For this is, according to the booklet, “Falstaff in a new version by Tony Britten,” with the director’s name in huge font and below, barely in letter-size a third as big, “based on the opera by Verdi and Boito.” But Verdi and Boito might not object, as they could fairly claim any success this film version has and shrug off its less worthy aspects. After all, that same Tony Britten not only rewrote the libretto, but reorchestrated the score for a small ensemble, as well as serving, of course, as director.
Again, this is a filmed version, with the singers moving their lips to the pre-recorded soundtrack. Britten has set the action in a suburban (or borderline rural) golf club. Sir John has planted himself at the tiny club bar, with his two “henchmen” Bardolf and Pistol at a table nearby. Fenton is the golf pro, and the housewives are dedicated to the sport. Britten’s skill with the camera and his actors makes the film initially quite entertaining. Characters are well-delineated, and the seedy ambiance of this far-lying, older sport resort suits the action well enough. Even as a librettist, while no Boito, Britten has a fine ear for matching English inflection to Verdi’s rhythm’s, and some of the updating is fairly witty (the merry wives refer to themselves as “desperate housewives”). By the time of Sir John’s first date with the ladies, however, a sort of adolescent, sniggering approach to sexuality, familiar to US viewers through, say, “The Benny Hill Show,” curdles the cream, as it were. Sir John, instead of being dumped in the river, gets dumped in a trash dump. He reappears with a soiled baby diaper stuck to his back, and then pulls the corpse of a furry varmint from his pants. Well, many people found “The Benny Hill Show” uproarious, so…to each his own soiled baby diaper.

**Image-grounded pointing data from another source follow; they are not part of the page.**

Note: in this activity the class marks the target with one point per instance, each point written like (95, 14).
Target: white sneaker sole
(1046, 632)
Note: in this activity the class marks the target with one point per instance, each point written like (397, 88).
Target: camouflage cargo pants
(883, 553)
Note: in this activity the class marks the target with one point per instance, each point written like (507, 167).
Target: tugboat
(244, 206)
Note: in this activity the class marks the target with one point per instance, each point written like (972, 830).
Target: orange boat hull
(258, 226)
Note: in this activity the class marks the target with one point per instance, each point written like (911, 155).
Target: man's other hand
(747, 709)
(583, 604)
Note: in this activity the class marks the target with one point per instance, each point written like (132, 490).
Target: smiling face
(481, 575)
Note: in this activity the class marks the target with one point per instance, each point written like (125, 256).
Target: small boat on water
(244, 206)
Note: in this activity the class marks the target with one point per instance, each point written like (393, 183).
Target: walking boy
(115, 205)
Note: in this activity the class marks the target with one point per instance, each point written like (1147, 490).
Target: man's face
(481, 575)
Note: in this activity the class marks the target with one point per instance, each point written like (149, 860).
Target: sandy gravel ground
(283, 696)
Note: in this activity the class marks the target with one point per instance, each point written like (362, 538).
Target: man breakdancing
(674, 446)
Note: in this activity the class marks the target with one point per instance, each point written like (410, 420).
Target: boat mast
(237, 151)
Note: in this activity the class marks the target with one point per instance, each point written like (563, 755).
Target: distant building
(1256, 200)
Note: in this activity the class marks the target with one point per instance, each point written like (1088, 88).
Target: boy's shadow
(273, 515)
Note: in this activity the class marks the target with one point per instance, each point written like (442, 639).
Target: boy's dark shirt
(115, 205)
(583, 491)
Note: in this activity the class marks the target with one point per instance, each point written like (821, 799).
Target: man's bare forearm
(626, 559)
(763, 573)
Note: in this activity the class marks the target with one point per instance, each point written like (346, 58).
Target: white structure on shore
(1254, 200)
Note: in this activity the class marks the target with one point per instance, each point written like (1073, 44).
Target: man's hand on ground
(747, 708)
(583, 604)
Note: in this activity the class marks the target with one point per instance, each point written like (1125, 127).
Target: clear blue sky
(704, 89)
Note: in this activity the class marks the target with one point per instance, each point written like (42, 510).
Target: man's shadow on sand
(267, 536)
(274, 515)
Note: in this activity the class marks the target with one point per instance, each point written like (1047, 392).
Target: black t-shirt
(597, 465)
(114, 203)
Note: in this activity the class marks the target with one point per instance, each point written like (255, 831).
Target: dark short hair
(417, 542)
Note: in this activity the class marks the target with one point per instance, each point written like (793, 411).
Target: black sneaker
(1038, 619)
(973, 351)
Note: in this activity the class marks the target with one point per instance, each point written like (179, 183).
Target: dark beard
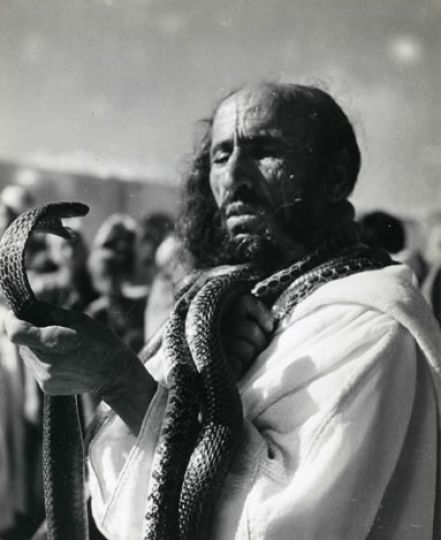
(260, 250)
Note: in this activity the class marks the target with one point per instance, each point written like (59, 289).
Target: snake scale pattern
(203, 419)
(63, 462)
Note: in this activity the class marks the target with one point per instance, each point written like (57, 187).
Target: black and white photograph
(220, 270)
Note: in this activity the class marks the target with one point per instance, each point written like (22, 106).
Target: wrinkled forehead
(260, 110)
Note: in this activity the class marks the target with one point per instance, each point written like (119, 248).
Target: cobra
(63, 462)
(202, 424)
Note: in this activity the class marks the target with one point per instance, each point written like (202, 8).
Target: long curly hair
(199, 225)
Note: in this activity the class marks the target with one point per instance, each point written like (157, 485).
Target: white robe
(340, 430)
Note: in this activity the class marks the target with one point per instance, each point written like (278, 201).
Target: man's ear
(340, 178)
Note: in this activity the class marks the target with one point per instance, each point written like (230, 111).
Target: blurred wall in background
(112, 85)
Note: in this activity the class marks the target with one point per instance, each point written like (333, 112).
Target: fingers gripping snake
(63, 463)
(185, 480)
(203, 418)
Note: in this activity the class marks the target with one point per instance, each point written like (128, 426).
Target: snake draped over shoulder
(63, 460)
(202, 425)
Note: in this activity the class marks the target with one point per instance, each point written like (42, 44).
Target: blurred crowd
(127, 278)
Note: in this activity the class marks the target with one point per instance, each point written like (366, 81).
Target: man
(339, 438)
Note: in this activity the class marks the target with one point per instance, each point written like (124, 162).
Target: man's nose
(237, 172)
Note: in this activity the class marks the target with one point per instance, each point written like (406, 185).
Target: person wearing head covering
(339, 375)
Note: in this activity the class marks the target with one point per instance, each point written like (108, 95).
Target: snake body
(192, 339)
(63, 463)
(202, 425)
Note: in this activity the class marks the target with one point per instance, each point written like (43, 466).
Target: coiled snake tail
(63, 460)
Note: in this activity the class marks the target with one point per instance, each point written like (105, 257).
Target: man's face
(262, 175)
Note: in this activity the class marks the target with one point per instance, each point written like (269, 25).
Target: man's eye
(219, 157)
(263, 151)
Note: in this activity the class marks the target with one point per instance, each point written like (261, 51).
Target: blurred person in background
(111, 265)
(69, 284)
(339, 437)
(386, 231)
(152, 230)
(21, 491)
(171, 270)
(383, 230)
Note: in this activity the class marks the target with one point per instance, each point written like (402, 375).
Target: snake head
(14, 283)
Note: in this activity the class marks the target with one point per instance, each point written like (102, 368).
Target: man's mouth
(243, 218)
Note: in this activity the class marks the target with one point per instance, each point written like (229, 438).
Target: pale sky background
(119, 84)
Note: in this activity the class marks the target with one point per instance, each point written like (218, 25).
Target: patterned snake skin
(63, 462)
(203, 419)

Purists will undoubtedly object, but Britten’ reorchestration captures much of the inventive charm of Verdi’s original. A keyboard lays down the basic harmonic fabric, and a small group of chirpy winds supplies the light-hearted thrust of Verdi’s score. Only in the final credits is there a credit for music direction (Jonathan Gill). The singers, whom the director admits were chosen more for their acting ability than vocal prowess, range from decent (Ian Jervis’s Sir John, Jan Hartley’s Alice Ford) or acceptable (Julian Forsyth’s Ford, Andy Morton’s Fenton) to strained (Katie Lovell’s Nanetta, especially at her top) and hooty (Marilyn Cutt’s Miss Quickly). They all get the words across efficiently, which is good, since there are no subtitles in any language offered by the disc. Words do tend tend to blur in ensemble numbers, unsurprisingly.
The booklet has no information on the score or the musicians whatsoever, although it has room for the director to expound on both the opera and his vision of it. A tiresome “making of” documentary adds little to interest to the set.
So, this Falstaff is well-filmed, amusingly acted, and adequately sung for the most part. If Britten hadn’t resorted to the lowbrow humor, his “new version” of Verdi and Boito’s masterwork could have made itself an enjoyable “addendum.” But as said above, to those who have to hold their sides when “Are You Being Served?” comes on the telly, no such objection will interfere with the tittering.